Pipeworx vs Exa

structured primary-source records vs neural web search for AI

Pipeworx is for

structured, citable records from 1,352 authoritative sources — the filing itself, not pages about it.

Exa is for

neural web search built for AI — finding and extracting from web pages at scale, plus Websets for structured web research.

Exa is the strongest of the search-APIs-for-AI: neural retrieval over the web, content extraction, and Websets for turning web research into structured tables. Pipeworx starts one layer deeper: instead of searching pages ABOUT a thing, it returns the authoritative record OF the thing — the SEC filing, the FRED observation, the FDA entry — as structured JSON with provenance metadata and a stable pipeworx:// citation. Web search is the right tool when the answer lives on arbitrary web pages; a data gateway is the right tool when the answer lives in a known authoritative system. Most capable agents need both — and the failure mode we exist to prevent is reaching for web search when a primary source exists.

Side-by-side

	Pipeworx	Exa
Unit of retrieval	The authoritative record — structured JSON from the source system	Web pages/passages — neural search + extraction
Provenance	_meta.source + fetched_at + stable pipeworx:// citation URI on every response	Result URLs; no provenance/citation scheme
Grounded answering	ask_pipeworx_grounded — extractive answer + verbatim evidence + explicit refusal when the data doesn't say	Returns search results; answering is your model's job
Structured output	Native — every tool returns typed JSON with outputSchema	Websets builds structured tables from web research
Monitoring	Data-event subscriptions (8-Ks, FRED, markets, patents, trials) with push delivery	Not an event-subscription product
Interface	MCP gateway (one URL, NL router) + REST	API + MCP servers for search/Websets

When to use which

Use Exa if

The answer lives on arbitrary web pages — news commentary, company sites, long-tail content
You need web-scale retrieval and extraction as a building block
You're assembling research tables from open-web sources (Websets)

Visit Exa →

Use Pipeworx if

The answer lives in a known authoritative system — filings, statistics, registries, markets
You need citations that resolve to the primary record, not to a page that mentions it
You want grounded extraction with refusal semantics instead of raw results
You want to subscribe to data events rather than re-searching

Get started — free

Connect Pipeworx in one line

Add this to your MCP client (Claude Desktop, Cursor, VS Code, Claude Code, etc.) — no API keys required for public data sources.

{
  "mcpServers": {
    "pipeworx": {
      "url": "https://gateway.pipeworx.io/mcp"
    }
  }
}

Common questions

When should an agent use Exa vs Pipeworx?

Decision rule: if a primary source exists for the question (a filing, a statistical series, a registry), use Pipeworx — you get the record itself, structured, with a verifiable citation.
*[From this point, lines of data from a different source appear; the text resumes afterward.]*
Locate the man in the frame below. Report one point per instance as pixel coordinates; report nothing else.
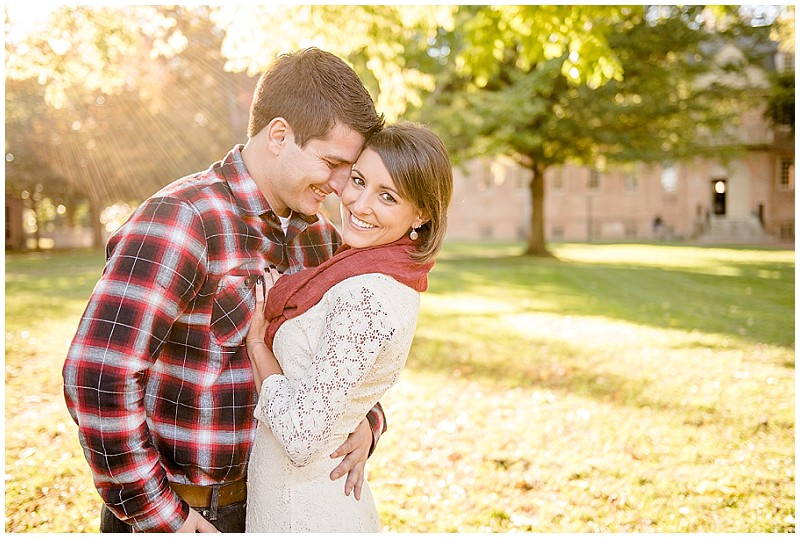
(157, 377)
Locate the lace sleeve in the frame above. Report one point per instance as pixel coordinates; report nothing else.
(302, 413)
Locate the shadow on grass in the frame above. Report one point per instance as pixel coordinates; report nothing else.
(749, 301)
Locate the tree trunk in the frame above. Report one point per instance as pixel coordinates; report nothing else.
(37, 232)
(95, 207)
(536, 243)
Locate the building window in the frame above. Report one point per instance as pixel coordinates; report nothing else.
(594, 179)
(786, 177)
(669, 178)
(630, 181)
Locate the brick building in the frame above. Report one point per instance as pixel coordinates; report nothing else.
(749, 199)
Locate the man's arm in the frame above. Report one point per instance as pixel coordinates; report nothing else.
(154, 267)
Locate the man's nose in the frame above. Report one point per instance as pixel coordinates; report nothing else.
(337, 180)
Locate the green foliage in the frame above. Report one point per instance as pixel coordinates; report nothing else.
(117, 109)
(780, 108)
(618, 84)
(617, 388)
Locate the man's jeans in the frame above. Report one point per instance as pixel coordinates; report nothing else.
(229, 519)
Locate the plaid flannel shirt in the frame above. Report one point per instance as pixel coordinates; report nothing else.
(157, 377)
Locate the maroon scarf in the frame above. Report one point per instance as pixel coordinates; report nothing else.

If the question is about open-web content — what people are saying, niche pages, long-tail research — use a web-search API like Exa. Agents that route this way hallucinate less and cite better.

Isn't web search strictly more general?

More general, less authoritative. A web search for "Apple FY2024 revenue" returns pages that paraphrase the 10-K, possibly outdated or wrong. Pipeworx returns the XBRL figure from the filing with a pipeworx:// citation to it. Generality is a feature for discovery; provenance is the feature for answers an agent will be held to.